One of the most important outlets tracking major DC policy moves, CQ Researcher, just released their marijuana report on the status of the legalization movement—and we’re front and center fighting for reform.[1]
Actions like this is why BOWL PAC exists. We’re not only the experts, we’re the ones organizing on-the-ground impact, and we’re the only PAC dedicated to electing representatives who will fight for marijuana legalization.
You can read the full op-ed below. Please check it out and share it widely with your friends, family, and lawmakers!
Should Congress repeal the federal ban on marijuana possession?
Our nation’s decades-long prohibition of marijuana use was founded upon racism and bigotry. Look no further than the sentiments of its architect, Harry Anslinger, the founding Commissioner of the Federal Bureau of Narcotics, who declared: “Reefer makes darkies think they’re as good as white men.”
These racial biases were later exploited by President Richard Nixon’s administration.” Former Nixon adviser John Ehrlichman later acknowledged: “[Nixon] had two enemies: the antiwar left and black people…. by getting the public to associate the hippies with marijuana and blacks with heroin, and then criminalizing both heavily, we could disrupt those communities…. Did we know we were lying about the drugs? Of course we did.”
In short, the prohibition and criminalization of cannabis were, and still are, a racially motivated public policy response to personal behavior that is, at worst, a public health matter. But this should have never been a pretext for expanding police powers to search, incarcerate and arrest millions of U.S. citizens.
Since Congress classified cannabis as a Schedule I substance under the Controlled Substances Act of 1970, more than 25 million Americans have been arrested, and untold millions more have been harassed by law enforcement. Entire communities have lost generations of citizens to cyclical poverty and incarceration due to the consequences of having a cannabis-related conviction.
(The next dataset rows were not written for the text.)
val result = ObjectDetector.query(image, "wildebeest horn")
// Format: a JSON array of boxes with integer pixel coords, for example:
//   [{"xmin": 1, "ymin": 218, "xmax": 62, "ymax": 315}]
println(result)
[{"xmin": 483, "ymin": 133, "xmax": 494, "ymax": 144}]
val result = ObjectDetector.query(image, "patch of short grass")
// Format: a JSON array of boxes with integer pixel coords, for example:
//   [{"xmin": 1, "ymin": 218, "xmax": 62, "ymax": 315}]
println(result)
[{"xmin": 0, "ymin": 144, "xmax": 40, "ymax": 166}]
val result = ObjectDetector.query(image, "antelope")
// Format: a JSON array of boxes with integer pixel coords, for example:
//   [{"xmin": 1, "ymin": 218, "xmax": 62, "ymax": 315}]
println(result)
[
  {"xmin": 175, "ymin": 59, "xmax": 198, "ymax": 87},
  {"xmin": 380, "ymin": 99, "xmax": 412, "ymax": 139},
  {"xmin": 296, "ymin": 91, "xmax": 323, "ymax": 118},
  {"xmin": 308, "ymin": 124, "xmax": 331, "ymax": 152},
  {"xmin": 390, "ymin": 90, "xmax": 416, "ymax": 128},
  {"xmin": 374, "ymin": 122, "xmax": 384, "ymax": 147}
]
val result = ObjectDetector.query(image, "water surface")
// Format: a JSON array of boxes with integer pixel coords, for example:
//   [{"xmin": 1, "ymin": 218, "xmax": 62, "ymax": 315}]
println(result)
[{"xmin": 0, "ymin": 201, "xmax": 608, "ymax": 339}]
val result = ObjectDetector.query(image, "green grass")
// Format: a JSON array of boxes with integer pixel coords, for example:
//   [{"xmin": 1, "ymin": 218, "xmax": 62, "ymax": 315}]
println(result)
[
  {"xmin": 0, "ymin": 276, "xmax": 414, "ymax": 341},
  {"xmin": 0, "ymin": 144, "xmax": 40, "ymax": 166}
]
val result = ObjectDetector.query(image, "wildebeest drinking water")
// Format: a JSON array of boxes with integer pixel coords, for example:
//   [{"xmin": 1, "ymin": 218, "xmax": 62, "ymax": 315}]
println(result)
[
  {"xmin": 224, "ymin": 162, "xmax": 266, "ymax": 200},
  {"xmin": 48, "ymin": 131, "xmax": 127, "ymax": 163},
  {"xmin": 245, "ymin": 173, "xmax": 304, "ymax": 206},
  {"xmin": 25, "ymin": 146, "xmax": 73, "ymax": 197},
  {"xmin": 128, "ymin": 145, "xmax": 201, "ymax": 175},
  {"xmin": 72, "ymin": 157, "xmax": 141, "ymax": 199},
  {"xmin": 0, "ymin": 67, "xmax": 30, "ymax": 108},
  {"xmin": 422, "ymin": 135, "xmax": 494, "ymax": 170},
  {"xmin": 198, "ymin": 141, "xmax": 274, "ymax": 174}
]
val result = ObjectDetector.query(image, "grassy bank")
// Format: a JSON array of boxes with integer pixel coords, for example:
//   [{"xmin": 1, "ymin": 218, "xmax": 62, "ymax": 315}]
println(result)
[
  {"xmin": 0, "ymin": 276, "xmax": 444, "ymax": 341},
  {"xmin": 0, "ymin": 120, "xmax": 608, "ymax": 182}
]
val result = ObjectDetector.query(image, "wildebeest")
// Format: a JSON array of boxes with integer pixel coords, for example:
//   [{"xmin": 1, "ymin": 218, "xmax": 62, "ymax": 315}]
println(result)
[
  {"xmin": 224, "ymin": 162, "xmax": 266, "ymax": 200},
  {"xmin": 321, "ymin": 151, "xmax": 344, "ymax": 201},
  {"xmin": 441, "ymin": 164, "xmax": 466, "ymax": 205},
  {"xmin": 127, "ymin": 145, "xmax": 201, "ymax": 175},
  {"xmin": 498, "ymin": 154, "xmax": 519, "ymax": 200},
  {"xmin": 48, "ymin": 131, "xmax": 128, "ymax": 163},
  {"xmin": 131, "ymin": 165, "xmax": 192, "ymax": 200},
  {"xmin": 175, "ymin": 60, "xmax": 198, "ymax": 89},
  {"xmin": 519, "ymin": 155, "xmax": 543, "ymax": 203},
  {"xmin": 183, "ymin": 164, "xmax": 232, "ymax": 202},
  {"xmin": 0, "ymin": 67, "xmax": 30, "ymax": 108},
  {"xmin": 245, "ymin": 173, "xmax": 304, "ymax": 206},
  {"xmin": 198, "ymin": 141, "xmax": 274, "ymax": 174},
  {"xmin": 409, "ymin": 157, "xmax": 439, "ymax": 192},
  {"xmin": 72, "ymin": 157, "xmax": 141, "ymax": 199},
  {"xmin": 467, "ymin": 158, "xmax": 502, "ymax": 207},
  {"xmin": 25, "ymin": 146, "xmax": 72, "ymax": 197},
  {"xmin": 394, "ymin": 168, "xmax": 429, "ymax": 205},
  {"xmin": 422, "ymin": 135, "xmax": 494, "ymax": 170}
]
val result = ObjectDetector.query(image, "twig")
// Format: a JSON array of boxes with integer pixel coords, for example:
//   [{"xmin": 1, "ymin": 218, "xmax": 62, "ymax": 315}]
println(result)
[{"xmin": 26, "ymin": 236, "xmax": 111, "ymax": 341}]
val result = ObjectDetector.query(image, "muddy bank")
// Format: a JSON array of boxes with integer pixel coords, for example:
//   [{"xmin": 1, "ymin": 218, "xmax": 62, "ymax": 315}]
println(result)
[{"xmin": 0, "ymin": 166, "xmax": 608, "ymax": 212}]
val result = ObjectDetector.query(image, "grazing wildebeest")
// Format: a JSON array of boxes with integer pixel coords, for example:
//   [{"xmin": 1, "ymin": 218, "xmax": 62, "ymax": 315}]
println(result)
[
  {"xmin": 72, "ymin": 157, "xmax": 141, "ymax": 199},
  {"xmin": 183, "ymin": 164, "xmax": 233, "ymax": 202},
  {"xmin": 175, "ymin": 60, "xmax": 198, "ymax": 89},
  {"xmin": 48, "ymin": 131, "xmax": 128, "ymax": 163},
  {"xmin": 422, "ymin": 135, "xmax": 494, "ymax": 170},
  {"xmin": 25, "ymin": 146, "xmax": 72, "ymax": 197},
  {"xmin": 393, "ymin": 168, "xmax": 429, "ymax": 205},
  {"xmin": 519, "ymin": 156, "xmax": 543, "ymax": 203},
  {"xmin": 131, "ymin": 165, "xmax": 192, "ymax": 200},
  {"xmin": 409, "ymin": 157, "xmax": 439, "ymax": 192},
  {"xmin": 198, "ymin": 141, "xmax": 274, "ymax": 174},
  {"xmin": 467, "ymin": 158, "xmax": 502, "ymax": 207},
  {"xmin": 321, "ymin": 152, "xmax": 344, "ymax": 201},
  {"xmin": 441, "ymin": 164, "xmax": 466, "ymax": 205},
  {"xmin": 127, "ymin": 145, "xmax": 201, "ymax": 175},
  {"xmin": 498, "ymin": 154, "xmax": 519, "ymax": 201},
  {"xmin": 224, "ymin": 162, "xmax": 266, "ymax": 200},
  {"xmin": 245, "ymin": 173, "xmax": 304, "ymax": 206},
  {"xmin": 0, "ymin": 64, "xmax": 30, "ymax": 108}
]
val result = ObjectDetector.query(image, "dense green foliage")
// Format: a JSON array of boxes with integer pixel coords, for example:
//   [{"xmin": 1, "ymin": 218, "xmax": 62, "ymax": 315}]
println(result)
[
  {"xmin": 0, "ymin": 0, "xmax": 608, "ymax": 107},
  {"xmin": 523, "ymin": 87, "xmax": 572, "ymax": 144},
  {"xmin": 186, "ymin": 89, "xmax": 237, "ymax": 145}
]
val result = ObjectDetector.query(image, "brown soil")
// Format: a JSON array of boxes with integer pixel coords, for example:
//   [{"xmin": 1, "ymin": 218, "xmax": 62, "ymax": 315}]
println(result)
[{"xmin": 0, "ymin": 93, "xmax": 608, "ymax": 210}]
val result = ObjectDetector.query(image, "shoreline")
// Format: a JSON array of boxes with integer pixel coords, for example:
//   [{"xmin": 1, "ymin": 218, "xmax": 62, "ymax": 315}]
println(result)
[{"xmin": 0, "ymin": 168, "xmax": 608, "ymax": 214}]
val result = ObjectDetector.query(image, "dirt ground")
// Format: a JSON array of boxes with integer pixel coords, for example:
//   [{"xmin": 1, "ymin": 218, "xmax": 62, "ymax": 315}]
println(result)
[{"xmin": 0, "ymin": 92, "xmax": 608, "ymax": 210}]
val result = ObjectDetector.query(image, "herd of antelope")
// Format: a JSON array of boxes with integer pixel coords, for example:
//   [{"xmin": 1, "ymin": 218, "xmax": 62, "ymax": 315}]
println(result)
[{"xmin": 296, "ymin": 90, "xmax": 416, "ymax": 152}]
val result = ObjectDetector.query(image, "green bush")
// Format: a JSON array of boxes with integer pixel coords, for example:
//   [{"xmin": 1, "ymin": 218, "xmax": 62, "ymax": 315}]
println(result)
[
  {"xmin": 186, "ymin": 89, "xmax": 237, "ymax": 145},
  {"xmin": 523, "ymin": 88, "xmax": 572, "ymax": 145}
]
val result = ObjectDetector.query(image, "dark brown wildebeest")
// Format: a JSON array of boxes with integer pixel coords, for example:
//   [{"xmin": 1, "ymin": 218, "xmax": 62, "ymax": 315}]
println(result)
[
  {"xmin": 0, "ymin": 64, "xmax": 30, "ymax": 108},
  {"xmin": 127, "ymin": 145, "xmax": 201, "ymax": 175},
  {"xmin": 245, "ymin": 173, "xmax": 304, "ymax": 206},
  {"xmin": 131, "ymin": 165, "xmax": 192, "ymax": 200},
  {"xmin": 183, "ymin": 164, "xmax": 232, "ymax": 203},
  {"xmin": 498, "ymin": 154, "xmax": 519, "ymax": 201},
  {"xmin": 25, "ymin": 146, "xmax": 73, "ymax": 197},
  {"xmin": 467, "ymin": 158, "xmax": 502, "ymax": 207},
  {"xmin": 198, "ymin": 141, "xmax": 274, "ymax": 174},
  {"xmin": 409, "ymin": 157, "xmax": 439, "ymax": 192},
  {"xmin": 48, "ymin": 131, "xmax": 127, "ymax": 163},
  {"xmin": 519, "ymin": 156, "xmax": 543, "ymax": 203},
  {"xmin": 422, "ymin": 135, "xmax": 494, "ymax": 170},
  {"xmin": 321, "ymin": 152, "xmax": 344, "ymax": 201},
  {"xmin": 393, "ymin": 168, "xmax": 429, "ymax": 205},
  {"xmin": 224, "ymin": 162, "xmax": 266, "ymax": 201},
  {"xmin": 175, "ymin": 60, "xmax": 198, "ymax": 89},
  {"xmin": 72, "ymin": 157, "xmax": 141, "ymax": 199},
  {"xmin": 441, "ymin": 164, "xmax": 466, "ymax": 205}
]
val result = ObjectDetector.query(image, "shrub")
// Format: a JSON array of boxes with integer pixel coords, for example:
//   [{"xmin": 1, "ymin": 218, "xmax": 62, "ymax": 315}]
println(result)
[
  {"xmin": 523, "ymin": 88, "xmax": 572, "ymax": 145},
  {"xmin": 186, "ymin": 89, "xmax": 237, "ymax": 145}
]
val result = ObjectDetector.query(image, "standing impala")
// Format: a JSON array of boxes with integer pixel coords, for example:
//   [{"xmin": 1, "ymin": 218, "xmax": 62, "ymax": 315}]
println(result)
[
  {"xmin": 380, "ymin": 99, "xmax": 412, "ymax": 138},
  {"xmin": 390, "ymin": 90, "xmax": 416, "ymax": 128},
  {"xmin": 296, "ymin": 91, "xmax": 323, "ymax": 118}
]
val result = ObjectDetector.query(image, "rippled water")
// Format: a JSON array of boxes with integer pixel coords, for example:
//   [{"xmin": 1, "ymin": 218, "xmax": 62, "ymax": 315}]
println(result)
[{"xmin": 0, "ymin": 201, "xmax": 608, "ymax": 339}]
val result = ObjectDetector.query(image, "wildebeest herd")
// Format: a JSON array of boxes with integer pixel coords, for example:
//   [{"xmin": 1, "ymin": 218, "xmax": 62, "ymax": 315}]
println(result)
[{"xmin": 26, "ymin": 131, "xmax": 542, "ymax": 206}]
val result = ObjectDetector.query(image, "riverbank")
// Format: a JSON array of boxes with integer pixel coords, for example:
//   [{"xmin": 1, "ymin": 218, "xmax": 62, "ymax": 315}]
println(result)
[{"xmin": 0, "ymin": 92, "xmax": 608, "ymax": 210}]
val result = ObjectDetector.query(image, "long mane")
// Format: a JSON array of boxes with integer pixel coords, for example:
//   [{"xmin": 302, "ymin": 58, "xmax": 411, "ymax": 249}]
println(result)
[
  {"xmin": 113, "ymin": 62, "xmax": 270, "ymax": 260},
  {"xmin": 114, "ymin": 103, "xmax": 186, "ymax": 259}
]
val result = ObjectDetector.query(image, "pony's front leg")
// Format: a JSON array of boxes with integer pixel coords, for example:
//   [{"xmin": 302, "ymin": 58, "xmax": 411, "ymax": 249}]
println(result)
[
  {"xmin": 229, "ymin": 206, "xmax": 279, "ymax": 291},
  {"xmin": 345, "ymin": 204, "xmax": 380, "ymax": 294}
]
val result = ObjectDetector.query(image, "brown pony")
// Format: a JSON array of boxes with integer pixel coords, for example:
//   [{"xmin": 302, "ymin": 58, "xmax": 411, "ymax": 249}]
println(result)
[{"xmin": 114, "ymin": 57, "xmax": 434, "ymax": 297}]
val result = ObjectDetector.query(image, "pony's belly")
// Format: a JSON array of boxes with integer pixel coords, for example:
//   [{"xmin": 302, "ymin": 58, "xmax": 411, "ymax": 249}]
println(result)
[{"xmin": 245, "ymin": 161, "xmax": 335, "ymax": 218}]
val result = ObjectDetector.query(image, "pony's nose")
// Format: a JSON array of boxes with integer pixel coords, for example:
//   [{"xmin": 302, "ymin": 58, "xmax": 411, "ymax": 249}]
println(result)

These consequences include loss of access to higher education, inability to qualify for government-subsidized housing, employment discrimination, loss of child custody, homelessness and more. In large part due to the modern war on drugs, the U.S. prison population has skyrocketed by more than 500 percent over the last 40 years, with nearly 2 million people incarcerated.
Prohibition is a cruel and senseless policy that has been most egregiously used against people of color, poor and/or young people — robbing them not only of their present, but all too often their future as well.
A better way is possible. The District of Columbia and 23 states now have legalized marijuana, areas which house more than half the U.S. population. The legal cannabis industry supports more than 420,000 jobs, and regulation has resulted in lower teen consumption rates.
Federal reform would allow state legalization to operate more efficiently, do a better job of leveraging current public safety drug programs and fix the problems that stem from prohibition, such as tax and banking treatment. For those reasons, Congress must consider the repeal of federal cannabis prohibition.
[1] CQ Researcher: Pro/Con - Should Congress repeal the federal ban on marijuana possession?